Google has found an intelligent way to arrange the results for a search query. But an interesting question is - where we can find that intelligence? A lot of people have conducted research into the indexing process and even more have tested ranking factors on their weight, but we wondered how smart Googlebot itself is. To make a start, we took some statements and commonly used principles and tested how Googlebot handled them. Some results are questionable and should be tested on a few hundred domains to be sure, but it can give you some ideas.
Speed of The Crawler
The first one we tested was Matt Cutts on his following statement: “... the number of pages that we crawl is roughly proportional to your PageRank".
This brings us to one of the challenges large content sites are facing - the problem of getting all pages indexed. You can imagine if Amazon.com was a new website, it would take a while for Google to crawl all 48 million pages and if Matt Cutts’s statement is true, it would be impossible without any incoming links.
To test it, we took a domain with no history (never registered, no backlinks) and made a page with 250 links on it. Those links refer to pages that also have 250 links (and so on…). The links and URLs were numbered from 1 to 250, in the same order as they appeared in the source code. We submitted the URL via “addurl” and waited. Due to the fact that the domain has no incoming links, it has no or at least a negligible PageRank. If Matt Cutts’s statement is correct Googlebot would soon stop crawling.

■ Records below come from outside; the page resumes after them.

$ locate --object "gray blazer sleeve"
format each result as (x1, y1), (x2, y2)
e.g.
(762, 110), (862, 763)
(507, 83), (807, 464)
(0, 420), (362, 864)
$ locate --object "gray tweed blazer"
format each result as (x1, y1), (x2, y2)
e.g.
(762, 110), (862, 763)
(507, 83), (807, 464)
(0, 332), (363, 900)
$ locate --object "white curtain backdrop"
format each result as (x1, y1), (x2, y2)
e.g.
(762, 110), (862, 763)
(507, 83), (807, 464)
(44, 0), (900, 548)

As you can see in the graph, Googlebot started crawling the site with a crawl rate of approximately 2500 nodes per hour. After three hours, it slowed down to a crawl rate of approximately 25 pages per hour and maintained that rate for months. To verify this result we did the same test with two other domains. Both tests came up with nearly the same results. The only difference is the lower peak at the beginning of Googlebot's visit.
Impact of Sitemaps
During the tests, the sitemap manifested itself as a very useful tool to influence the crawl rate. We added a sitemap with 50,000 uncrawled pages in it (indexation level 0). Googlebot placed the pages which were added to Google by sitemap on top of the crawl queue. This means that those pages got crawled before the F-levelled pages. But what’s really remarkable is the extreme increase in crawl rate. At first, the number of visits was stabilized at a rate of 20-30 pages per hour. As soon as the sitemap was uploaded through Webmaster Central, the crawler accelerated to approximately 500 pages per hour. In just a few days it reached a peak of 2224 pages per hour. Where at first the crawler visited 26.59 pages per hour on average, it grew to an average of 1257.78 pages per hour which is an increase of no less then 4630.27%. The increase of crawl rate doesn’t stop by the pages included in the sitemap. Also the other F- and 0-levelled pages take advantage of the increase in crawl rate.

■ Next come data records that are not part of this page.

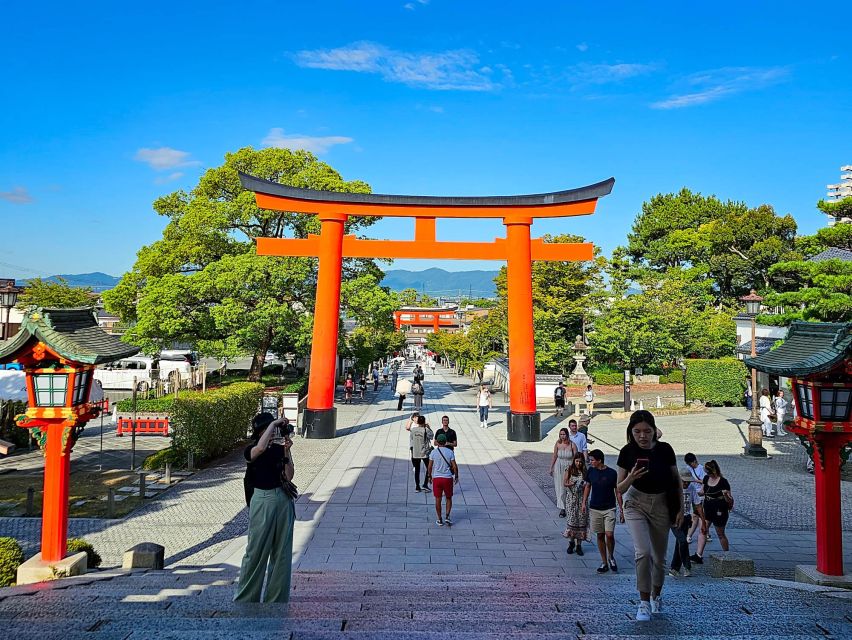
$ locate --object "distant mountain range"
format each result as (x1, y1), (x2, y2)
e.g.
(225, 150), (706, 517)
(381, 269), (499, 298)
(20, 269), (499, 298)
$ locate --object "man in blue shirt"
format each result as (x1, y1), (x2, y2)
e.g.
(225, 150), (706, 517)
(582, 449), (624, 573)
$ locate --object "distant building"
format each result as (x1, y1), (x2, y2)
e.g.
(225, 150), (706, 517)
(393, 305), (461, 344)
(825, 164), (852, 227)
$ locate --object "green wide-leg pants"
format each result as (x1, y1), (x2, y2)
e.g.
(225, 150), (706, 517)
(234, 488), (296, 602)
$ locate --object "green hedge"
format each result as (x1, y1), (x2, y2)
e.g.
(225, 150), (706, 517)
(593, 372), (624, 385)
(0, 538), (24, 587)
(68, 538), (101, 569)
(170, 382), (263, 461)
(686, 358), (747, 407)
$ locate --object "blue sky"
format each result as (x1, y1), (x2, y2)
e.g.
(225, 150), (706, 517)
(0, 0), (852, 277)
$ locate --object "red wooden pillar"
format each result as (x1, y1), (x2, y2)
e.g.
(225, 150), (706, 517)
(503, 217), (541, 442)
(41, 424), (73, 562)
(812, 432), (849, 576)
(302, 213), (346, 438)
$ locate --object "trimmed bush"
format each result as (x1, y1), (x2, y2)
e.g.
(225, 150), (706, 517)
(686, 358), (747, 407)
(593, 372), (624, 385)
(170, 382), (263, 460)
(68, 538), (101, 569)
(0, 538), (24, 587)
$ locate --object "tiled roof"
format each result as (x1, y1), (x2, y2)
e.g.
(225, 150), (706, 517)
(0, 307), (139, 364)
(737, 337), (781, 356)
(808, 247), (852, 262)
(744, 322), (852, 377)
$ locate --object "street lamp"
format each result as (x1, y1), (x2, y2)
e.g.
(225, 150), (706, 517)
(0, 278), (21, 340)
(740, 289), (768, 458)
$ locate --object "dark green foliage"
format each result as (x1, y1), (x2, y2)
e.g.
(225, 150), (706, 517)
(171, 382), (263, 461)
(686, 358), (748, 407)
(0, 538), (24, 587)
(68, 538), (101, 569)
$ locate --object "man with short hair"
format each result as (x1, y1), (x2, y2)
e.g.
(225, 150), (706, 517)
(427, 431), (459, 527)
(581, 449), (624, 573)
(435, 416), (459, 450)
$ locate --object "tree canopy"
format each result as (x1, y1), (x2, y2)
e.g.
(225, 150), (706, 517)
(104, 147), (381, 379)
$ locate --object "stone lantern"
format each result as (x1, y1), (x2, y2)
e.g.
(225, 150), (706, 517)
(745, 322), (852, 588)
(0, 307), (139, 584)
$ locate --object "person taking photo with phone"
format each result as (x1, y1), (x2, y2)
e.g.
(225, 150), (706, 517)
(234, 412), (296, 602)
(616, 410), (683, 621)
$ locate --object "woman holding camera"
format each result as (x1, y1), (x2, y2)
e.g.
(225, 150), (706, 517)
(234, 413), (296, 602)
(616, 410), (683, 621)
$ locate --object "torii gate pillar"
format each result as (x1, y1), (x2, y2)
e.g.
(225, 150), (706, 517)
(240, 173), (615, 442)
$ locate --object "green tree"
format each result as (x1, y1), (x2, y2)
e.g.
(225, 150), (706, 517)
(104, 147), (380, 380)
(16, 277), (97, 309)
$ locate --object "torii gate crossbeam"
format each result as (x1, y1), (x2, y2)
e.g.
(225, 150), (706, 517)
(240, 173), (615, 442)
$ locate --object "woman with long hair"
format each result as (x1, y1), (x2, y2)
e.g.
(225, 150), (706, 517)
(562, 453), (589, 556)
(617, 410), (683, 621)
(690, 460), (734, 564)
(550, 427), (577, 518)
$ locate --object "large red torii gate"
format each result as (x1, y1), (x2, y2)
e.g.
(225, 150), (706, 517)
(240, 173), (615, 442)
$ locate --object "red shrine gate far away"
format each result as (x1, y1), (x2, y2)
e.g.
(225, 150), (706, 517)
(240, 173), (615, 442)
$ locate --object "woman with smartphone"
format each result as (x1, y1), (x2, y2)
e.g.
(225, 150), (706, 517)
(234, 412), (296, 602)
(617, 410), (683, 621)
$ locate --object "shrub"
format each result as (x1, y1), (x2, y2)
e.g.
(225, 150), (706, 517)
(170, 382), (263, 460)
(686, 358), (747, 407)
(142, 447), (186, 471)
(68, 538), (101, 569)
(593, 372), (624, 385)
(0, 538), (24, 587)
(115, 391), (176, 413)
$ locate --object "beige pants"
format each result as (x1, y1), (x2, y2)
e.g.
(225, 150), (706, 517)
(624, 487), (670, 593)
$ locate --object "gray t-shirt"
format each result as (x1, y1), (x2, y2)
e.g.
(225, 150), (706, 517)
(429, 447), (456, 478)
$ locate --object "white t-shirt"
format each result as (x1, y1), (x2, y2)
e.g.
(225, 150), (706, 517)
(429, 447), (456, 478)
(568, 431), (589, 453)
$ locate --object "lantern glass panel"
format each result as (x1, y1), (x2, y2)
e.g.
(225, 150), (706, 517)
(33, 373), (68, 407)
(795, 384), (814, 420)
(72, 371), (92, 405)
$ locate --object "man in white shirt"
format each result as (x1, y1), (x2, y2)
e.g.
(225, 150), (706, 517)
(568, 418), (589, 456)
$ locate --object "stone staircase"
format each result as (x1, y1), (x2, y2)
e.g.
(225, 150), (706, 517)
(0, 567), (852, 640)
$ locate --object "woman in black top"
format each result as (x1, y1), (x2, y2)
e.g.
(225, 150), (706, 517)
(617, 410), (683, 620)
(234, 413), (296, 602)
(690, 460), (734, 564)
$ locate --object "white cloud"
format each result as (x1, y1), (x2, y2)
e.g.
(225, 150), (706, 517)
(651, 67), (789, 109)
(263, 127), (353, 154)
(133, 147), (201, 171)
(295, 42), (497, 91)
(0, 187), (35, 204)
(568, 63), (657, 84)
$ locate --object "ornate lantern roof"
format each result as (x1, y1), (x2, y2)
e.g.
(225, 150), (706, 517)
(0, 307), (139, 365)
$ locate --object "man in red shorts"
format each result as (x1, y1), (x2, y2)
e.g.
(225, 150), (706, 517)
(429, 431), (459, 527)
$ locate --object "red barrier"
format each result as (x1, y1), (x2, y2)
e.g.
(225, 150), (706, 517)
(115, 418), (169, 436)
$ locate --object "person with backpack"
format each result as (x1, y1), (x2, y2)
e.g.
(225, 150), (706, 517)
(427, 431), (459, 527)
(234, 412), (296, 602)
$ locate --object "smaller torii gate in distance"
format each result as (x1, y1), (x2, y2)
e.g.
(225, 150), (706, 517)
(240, 173), (615, 442)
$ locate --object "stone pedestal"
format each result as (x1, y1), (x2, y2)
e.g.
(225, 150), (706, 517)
(16, 551), (88, 584)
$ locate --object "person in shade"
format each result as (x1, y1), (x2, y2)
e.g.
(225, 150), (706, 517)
(616, 409), (684, 621)
(427, 431), (459, 527)
(234, 413), (296, 602)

It’s quite remarkable that Google suddenly uses more of it’s crawl capacity to crawl the website. At the point where we submitted the sitemap the crawl queue was filled with F-pages. Google probably attaches a lot of value to the submitted sitemap.
This brings us to Matt Cutts’s statement. After only 31 days Googlebot crawled about 375,000 pages of the website. If this is proportional to it’s PageRank (which is 0) this would mean that it will crawl 140,625,000,000 pages of a PageRank 1 website in just 31 days. Remember that PageRank is exponential. In other words, this would mean you never have to worry about your PageRank even if you own the largest website on the web. In other words don’t simply accept everything Matt says.
Amount of Links
Rand Fishkin says: “…you really can go above Google’s recommended of 100 links per page, with a PageRank 7.5 you can think about 250-300 links” ( https://moz.com/blog/whiteboard-friday-flat-site-architecture )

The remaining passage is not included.